Currently there are about 16 volunteers who go out in pairs to the sites “at the crack of dawn,” says Murphree, twice during each count period. They use a scientific protocol to count the insects, developed by the Xerces Society to give researchers an accurate count within the range of what’s needed for scientific reporting. Murphree calls it a “sophisticated estimation.” The highest count of the two visits is used as the official count for the period.
In 2020, the official Thanksgiving count in the sanctuary was zero. That was the disastrous year that saw only around 2,000 butterflies in the entire state and everyone thought for sure the species was about to go extinct. Hopes were buoyed last year when the count was 13,608 in the sanctuary and over 247,000 for the entire coastline.
The counts are important for the future of the butterflies, Murphree says. “We do this in hopes of protecting the species,” she says. The more scientists know, the better we can develop policies to prevent their extinction.
Outside of the Xerces counts, the museum has a dedicated team of volunteers who go to the sanctuary every Friday morning to count. The number is then updated on the museum’s website. The count as of last Friday was 12,328, so not far behind last year’s Thanksgiving count number.

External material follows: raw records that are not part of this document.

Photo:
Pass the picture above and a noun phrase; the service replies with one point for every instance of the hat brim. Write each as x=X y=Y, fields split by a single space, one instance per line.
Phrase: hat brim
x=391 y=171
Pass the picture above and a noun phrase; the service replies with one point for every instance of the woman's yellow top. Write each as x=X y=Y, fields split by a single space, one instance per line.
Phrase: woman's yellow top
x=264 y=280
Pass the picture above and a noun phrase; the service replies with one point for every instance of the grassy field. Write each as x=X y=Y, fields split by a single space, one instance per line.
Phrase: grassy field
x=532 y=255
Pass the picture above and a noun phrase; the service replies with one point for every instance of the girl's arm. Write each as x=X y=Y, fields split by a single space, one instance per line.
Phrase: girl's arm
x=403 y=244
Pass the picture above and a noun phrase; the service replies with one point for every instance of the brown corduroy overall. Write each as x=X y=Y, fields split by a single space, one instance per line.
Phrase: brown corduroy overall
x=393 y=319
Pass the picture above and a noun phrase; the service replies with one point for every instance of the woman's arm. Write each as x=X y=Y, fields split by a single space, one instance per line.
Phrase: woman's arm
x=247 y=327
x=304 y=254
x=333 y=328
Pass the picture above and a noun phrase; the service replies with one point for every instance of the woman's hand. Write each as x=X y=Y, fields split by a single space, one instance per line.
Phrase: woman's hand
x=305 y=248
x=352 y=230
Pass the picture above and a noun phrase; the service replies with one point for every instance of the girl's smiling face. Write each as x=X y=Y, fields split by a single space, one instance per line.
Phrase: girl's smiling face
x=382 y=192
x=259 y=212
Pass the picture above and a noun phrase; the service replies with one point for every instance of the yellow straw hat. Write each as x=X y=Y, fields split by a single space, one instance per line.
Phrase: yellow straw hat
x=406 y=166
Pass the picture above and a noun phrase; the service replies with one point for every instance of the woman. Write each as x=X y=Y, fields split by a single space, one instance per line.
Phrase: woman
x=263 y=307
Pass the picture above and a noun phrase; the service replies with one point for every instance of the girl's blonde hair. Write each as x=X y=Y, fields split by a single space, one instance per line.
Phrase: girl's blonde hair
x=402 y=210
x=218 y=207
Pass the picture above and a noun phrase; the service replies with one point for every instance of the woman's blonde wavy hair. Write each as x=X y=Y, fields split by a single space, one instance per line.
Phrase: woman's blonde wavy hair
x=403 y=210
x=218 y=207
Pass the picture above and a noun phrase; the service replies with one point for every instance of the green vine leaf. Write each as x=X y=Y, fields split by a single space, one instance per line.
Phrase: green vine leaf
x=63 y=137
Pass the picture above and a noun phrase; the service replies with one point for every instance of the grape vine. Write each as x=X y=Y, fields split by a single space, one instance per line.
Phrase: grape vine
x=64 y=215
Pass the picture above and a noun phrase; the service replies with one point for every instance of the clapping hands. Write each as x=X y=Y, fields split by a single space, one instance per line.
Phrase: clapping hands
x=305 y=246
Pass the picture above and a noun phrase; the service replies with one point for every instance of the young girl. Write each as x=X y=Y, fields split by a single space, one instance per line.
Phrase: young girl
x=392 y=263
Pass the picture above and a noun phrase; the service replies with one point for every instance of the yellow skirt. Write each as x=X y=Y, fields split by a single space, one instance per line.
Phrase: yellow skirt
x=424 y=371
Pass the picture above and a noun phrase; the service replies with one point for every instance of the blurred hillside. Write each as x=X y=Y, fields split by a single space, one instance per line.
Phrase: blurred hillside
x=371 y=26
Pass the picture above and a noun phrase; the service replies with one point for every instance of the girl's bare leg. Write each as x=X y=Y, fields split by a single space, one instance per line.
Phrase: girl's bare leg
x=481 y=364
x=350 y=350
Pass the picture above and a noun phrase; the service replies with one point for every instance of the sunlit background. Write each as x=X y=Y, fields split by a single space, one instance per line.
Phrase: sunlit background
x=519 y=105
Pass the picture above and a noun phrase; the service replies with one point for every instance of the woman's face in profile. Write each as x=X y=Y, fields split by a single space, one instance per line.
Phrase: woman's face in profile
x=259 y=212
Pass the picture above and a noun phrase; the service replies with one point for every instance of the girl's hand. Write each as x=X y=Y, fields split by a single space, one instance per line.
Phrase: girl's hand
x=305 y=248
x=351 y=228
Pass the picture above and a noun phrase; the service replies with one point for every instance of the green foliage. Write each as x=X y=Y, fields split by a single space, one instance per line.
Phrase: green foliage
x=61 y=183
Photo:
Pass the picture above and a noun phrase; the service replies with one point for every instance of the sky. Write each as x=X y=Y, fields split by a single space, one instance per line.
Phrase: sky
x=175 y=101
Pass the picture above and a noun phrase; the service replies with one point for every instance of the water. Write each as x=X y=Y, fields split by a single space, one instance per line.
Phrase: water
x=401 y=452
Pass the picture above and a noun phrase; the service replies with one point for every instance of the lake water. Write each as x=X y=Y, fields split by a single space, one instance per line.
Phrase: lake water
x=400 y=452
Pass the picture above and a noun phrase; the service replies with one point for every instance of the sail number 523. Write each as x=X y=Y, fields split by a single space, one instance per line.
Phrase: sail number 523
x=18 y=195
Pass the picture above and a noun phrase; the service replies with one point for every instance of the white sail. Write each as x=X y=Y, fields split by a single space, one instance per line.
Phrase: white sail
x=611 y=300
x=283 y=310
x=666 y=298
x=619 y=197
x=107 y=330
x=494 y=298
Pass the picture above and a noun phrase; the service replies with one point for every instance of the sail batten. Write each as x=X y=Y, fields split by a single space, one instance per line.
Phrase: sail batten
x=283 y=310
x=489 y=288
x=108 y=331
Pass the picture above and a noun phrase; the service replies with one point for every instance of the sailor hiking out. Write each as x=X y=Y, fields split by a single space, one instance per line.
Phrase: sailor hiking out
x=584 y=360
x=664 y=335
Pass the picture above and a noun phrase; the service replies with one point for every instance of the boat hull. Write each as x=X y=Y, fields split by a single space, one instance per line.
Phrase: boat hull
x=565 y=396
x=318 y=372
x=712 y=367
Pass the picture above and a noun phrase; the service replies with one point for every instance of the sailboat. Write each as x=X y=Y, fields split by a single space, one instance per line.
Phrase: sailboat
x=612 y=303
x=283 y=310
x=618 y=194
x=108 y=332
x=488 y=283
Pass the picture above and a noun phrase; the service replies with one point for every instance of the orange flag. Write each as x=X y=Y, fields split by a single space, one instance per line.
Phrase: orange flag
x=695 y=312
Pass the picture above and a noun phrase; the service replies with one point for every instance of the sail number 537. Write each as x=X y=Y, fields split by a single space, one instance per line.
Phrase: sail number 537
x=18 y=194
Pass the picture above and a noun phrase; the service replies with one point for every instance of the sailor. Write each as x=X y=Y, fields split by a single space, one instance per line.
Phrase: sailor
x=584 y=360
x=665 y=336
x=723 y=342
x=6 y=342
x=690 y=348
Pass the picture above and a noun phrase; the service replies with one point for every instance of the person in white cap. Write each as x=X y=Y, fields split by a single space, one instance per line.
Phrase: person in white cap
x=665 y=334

If you want to see the monarchs for yourself this holiday weekend, try to go early like the citizen scientists, although you should be ok at other times, especially later in the day as the butterflies settle in for the night ahead. The P.G. Sanctuary is located at 250 Ridge Rd., Pacific Grove. It’s open from 8am-5pm every day. (Leave dogs at home since they are not allowed in the sanctuary.)
There are two other locations in P.G. where you might catch a glimpse: the P.G. Municipal Golf Course and Washington Park. Other overwintering sites in the county include Moss Landing Middle School, Point Lobos and Andrew Molera State Park. Or keep an eye out if you’re anywhere near the coast. We see them every now and again flitting around the Weekly’s office in Seaside.